Nous pensons que les meilleures opportunités consistent à prendre progressivement des positions longues dans les crédits Investment Grade et le High Yield BB. Nous sommes prudents sur les devises fortes et locales dans les marchés émergents, et considérons que les devises émergentes servent surtout à couvrir le risque de ces positions longues en crédit. Compte tenu des potentielles crises à venir, de nombreux pans de l’univers des marchés émergents sont à éviter.
La principale opportunité dans le crédit
Entre le deuxième et le quatrième trimestres 2019, les opportunités dans le crédit ont été très rares.
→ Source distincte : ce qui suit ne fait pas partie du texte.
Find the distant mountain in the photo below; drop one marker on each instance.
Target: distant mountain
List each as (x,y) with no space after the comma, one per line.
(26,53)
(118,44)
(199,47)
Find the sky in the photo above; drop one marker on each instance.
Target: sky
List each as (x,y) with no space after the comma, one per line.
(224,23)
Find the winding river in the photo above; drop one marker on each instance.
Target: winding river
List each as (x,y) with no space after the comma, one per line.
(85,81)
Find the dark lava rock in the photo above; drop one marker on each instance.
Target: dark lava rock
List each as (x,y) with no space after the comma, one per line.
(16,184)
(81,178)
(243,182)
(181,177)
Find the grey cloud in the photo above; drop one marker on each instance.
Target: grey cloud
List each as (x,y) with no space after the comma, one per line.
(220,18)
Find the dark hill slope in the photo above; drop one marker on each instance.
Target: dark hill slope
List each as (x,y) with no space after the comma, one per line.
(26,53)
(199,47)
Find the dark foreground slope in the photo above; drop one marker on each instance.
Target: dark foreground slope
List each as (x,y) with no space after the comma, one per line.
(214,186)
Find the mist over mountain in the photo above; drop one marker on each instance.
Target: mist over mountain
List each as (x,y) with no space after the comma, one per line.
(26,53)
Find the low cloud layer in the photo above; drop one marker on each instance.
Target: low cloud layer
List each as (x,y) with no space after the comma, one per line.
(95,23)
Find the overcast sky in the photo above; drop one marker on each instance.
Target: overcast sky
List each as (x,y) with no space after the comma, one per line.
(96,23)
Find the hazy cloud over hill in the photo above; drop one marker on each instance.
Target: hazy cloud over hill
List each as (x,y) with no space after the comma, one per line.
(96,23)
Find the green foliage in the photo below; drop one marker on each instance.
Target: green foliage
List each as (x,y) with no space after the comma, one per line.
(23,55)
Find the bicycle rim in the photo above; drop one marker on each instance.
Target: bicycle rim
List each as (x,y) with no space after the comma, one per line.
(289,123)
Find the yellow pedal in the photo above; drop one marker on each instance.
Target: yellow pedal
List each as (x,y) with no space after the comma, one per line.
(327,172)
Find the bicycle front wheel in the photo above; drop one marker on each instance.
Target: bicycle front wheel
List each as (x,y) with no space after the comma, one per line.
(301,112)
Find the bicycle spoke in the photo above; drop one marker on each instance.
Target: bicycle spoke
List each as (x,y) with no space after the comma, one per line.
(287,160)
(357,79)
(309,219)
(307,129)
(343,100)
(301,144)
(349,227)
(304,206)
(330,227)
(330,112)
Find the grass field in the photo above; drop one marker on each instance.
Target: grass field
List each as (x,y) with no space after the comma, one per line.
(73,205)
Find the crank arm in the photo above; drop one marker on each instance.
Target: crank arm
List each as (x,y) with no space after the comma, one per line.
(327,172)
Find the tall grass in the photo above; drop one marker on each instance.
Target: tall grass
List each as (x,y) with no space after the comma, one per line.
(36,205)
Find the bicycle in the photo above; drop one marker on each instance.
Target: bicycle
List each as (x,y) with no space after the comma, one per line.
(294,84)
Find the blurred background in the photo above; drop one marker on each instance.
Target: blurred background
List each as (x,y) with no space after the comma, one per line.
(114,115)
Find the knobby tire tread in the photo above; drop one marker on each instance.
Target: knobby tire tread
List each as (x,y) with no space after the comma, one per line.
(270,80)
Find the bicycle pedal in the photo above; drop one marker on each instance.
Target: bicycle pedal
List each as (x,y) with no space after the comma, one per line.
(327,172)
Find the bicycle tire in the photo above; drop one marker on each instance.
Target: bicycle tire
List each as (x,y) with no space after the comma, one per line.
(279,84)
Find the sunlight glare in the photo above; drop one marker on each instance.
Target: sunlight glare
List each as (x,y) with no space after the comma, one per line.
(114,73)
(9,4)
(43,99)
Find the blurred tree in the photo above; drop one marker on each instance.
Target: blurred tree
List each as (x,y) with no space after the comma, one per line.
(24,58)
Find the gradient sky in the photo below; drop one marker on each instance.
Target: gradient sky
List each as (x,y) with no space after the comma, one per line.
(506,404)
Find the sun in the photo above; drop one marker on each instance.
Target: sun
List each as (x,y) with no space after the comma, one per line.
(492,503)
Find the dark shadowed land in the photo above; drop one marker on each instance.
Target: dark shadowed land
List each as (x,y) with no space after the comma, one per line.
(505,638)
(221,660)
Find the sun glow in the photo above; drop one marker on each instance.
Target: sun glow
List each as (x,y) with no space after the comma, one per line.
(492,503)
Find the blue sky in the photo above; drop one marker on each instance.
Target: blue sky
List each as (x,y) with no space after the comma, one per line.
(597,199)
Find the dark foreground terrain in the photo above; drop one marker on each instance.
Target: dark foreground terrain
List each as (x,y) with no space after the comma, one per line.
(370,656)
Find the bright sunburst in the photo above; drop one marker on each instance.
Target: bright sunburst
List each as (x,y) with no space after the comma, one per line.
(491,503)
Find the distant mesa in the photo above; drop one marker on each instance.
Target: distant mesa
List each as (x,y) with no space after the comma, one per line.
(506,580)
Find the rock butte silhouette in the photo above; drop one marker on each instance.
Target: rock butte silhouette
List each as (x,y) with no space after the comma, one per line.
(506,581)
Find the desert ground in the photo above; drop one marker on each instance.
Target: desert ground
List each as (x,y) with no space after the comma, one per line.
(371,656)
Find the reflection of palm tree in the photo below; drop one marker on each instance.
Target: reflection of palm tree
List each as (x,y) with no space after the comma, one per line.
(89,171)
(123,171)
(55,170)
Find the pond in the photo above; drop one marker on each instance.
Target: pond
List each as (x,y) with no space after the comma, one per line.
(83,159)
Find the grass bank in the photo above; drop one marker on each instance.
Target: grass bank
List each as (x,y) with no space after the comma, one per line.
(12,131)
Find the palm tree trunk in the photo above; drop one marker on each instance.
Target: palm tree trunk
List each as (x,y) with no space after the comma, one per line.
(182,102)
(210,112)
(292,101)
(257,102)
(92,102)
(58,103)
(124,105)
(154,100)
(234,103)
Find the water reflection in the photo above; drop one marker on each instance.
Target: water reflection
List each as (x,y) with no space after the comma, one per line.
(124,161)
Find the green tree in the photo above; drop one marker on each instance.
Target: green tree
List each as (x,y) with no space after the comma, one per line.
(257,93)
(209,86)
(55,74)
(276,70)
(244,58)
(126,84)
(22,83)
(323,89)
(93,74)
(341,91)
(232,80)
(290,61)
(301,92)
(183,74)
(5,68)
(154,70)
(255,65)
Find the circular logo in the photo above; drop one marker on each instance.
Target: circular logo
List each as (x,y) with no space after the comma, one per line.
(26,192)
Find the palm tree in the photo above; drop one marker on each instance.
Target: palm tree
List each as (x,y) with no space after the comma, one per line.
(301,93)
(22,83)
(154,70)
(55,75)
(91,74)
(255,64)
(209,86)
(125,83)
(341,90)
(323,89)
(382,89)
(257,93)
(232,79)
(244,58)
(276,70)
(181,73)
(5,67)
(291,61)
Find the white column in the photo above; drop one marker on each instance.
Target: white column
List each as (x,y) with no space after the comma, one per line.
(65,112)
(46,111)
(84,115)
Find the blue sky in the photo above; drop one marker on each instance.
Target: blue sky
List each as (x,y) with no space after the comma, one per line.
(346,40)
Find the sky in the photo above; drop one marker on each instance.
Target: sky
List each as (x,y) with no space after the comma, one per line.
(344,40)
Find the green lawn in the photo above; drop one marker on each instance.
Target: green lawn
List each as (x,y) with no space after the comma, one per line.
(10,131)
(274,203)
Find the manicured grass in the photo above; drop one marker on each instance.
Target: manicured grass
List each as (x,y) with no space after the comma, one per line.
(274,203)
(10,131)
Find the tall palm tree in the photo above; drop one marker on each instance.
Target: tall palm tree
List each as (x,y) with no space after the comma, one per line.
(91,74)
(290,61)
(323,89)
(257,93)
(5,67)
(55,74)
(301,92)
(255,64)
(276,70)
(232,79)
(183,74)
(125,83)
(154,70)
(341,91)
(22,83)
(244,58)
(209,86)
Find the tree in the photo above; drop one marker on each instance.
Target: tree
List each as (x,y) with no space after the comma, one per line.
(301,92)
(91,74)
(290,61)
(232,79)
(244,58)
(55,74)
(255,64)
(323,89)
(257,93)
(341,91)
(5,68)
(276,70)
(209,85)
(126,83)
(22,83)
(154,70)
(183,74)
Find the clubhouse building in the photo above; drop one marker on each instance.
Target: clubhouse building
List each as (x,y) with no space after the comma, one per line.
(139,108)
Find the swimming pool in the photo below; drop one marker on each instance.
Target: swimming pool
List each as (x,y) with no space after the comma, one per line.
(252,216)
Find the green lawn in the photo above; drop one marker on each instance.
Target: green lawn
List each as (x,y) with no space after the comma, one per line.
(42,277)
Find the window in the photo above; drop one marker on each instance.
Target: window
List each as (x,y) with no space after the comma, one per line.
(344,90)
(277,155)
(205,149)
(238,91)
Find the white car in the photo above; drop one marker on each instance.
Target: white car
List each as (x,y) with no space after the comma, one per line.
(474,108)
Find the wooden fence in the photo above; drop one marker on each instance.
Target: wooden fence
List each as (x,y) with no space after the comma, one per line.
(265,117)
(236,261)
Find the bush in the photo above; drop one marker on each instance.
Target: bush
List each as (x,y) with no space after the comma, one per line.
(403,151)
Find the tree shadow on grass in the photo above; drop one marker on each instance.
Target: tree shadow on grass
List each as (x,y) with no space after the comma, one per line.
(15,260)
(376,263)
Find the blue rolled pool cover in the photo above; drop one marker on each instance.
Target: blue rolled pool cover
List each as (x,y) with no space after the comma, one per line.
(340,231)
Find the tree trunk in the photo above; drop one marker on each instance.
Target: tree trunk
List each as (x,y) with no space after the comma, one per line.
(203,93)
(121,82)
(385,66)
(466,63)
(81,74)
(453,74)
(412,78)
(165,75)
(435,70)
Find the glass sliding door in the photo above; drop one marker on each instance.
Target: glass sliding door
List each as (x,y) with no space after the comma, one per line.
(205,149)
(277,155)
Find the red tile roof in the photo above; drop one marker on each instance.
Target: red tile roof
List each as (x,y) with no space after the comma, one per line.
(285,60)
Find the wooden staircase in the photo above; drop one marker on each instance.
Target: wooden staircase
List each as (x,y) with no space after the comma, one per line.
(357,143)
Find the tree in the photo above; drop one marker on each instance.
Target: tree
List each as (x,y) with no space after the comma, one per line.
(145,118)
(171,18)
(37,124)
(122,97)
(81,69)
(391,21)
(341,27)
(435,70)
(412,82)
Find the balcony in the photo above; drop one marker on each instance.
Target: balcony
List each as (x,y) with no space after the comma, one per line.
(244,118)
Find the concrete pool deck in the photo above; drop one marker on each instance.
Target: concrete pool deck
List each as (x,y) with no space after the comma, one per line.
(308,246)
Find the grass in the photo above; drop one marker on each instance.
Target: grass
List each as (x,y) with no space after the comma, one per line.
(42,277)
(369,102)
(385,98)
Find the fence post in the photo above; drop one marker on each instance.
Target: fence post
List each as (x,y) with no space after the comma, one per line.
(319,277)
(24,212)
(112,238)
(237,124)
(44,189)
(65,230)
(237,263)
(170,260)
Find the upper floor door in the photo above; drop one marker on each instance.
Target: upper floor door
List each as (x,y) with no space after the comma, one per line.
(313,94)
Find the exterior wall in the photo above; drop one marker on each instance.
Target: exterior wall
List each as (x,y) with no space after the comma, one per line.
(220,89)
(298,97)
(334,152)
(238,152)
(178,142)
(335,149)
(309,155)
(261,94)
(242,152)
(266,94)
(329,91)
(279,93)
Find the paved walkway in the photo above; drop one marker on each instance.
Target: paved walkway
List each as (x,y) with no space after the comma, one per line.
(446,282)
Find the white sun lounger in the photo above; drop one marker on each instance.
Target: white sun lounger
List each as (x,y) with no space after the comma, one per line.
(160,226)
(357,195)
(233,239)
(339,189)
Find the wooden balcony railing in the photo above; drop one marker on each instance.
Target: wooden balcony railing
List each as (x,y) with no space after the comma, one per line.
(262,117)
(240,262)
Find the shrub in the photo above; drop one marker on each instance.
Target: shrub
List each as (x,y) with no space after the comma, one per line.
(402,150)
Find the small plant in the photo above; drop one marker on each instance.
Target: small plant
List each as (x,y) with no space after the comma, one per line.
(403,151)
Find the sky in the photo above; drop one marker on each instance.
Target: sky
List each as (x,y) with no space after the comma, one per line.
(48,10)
Il est difficile (mais pourtant essentiel) d’être discipliné et patient quand les spreads sont serrés et quand les valorisations et les fondamentaux sont en fin de cycle, quelles que soient les incitations à court terme en faveur du carry. Nous sommes entrés dans la crise du Covid-19 avec une surpondération de l’Investment Grade en euros par rapport à l’Investment Grade en dollars. Les betas se situaient juste au-dessus de 1, et l’exposition au High Yield était nulle. Nous sommes donc bien positionnés pour bénéficier de l’opportunité actuelle.
Quel changement en mars 2020 ! Après le début des années 1980 et l’année 2008, c’est la troisième fois seulement depuis les années 1930 que nous atteignons de tels niveaux de spreads de crédit, selon les données de la Réserve fédérale américaine et de l’ICE BofAML. Les banques centrales sont rapidement intervenues, la Fed ayant repoussé ses limites et repris ses rachats d’obligations d’entreprise, à l’instar de la BCE et de la Banque d’Angleterre.
Qu’avons-nous sur notre liste de courses ?
Sur une base transversale, nous pensons que les crédits Investment Grade (essentiellement primaires) en dollars et à échéance longue constituent la meilleure opportunité. Nous recherchons une qualité de bilan « bottom-up » ainsi qu’une résilience cyclique. Ensuite, nous privilégions les crédits Investment Grade en euros, suivis des titres en euros et en dollars notés BB (hors énergie).